Imatinib and its use in CML

Targeting tyrosine kinases in cancer therapies

The Bcr-Abl oncoprotein is an example of a tyrosine kinase run amok with its kinase activity - it phosphorylates several proteins eventually leading to a Chronic Myelogynous leukemia (CML) phenotype. Scientists understood that CML transformation of cells by Bcr-Abl was inextricably tied to the tyrosine kinase activity, which suggested that targeting the kinase activity of the oncoprotein would be be therapeutically meaningful. Seeing that healthy people do not have the Philadelphia chromosome (producing Bcr-Abl), an inhibitor against Bcr-Abl would selectively target cancer cells only in individuals harboring the Philadelphia chromosome. With this rationale in mind, imatinib was developed as a semi-competitive inhibitor of Bcr-Abl kinase domain (the part of the protein responsible for phosphorylation). In 2001, imatinib was approved for use in humans and was immediately hailed as an "essential medicine" because it has:

• low toxicity - relatively safe for use in humans compared to other chemotherapy drugs that may present with serious side effects.
• high bioavailability - the drug is available in high concentration to cells which then metabolize the drug very effectively.
• specificity - most anti-cancer drugs inhibit cell proliferation in a non-specific manner - they prevent several different types of cells from dividing. Imatinib is different in that targets cancer cells only.

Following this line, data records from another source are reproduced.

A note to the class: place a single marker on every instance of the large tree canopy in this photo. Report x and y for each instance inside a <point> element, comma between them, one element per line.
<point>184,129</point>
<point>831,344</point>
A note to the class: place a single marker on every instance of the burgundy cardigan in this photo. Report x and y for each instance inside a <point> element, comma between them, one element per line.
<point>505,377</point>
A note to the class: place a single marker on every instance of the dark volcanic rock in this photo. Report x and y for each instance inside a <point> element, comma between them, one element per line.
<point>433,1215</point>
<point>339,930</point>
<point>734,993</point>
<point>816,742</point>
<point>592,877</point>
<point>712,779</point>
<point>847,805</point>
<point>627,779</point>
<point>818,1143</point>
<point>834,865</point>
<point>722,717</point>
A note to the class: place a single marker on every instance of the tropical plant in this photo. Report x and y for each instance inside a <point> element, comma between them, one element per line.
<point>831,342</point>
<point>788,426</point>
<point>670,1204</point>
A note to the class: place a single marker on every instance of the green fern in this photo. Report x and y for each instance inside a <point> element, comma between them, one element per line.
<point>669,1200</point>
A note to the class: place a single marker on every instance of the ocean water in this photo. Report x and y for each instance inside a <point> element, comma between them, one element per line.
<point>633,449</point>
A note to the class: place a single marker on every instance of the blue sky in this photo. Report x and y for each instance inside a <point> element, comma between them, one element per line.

In the USA, imatinib is marketed by Novartis as "Gleevec" and as "Glivec" in Europe and Australia. The mesylate salt of imatinib is used commonly used as a first-line treatment of CML and is the first generation tyrosine kinase inhibitor.

How does imatinib inhibit Bcr-Abl?

The 'inib' in imatinib indicates that this drug is a tyrosine kinase inhibitor. In CML, the fusion of Bcr to Abl results in the formation of Bcr-Abl oncoprotein with hyperactive tyrosine kinase activity. Like all kinases, Bcr-Abl requires ATP (which is the energy currency inside the cell rich in phosphate groups) to "transfer" a phosphate group to a tyrosine amino acid residue on a target protein. A good analogy is one using blocks: Imatinib (blue block) works by competing with target proteins (green block) to bind to the catalytic domain of Bcr-Abl (red block). By binding to Bcr-Abl, imatinib essentially stabilizes the kinase, thereby inhibiting its tyrosine kinase activity. Think of the red and blue blocks glued together preventing the green block to attach - in this way imatinib prevents phosphorylation of tyrosines on other proteins. Because phosphorylation of target proteins is required for turning on signaling pathways that lead to CML disease, imatinib's inhibition of Bcr-Abl results in the overall dampening of the phosphorylation cascade leading to reduction in proliferation of CML cells. Patients with CML who respond to imatinib treatment and remain in remission after two years tend to have the same life expectancy as healthy individuals - a remarkable achievement in the fight against cancer! Current medical advancements cannot reverse the formation of Philadelphia chromosome, so people with CML have to take imatinib indefinitely to stay healthy.

As often happens in nature, cells can develop resistance against imatinib by way of mutations. Most commonly this happens, when mutations in Bcr-Abl allow the oncoprotein to "remove" imatinib and continue with aberrant kinase activity. In such an event, physicians may prescribe the use of second or third generation tyrosine kinase inhibitors that will continue to be effective against Bcr-Abl oncoprotein.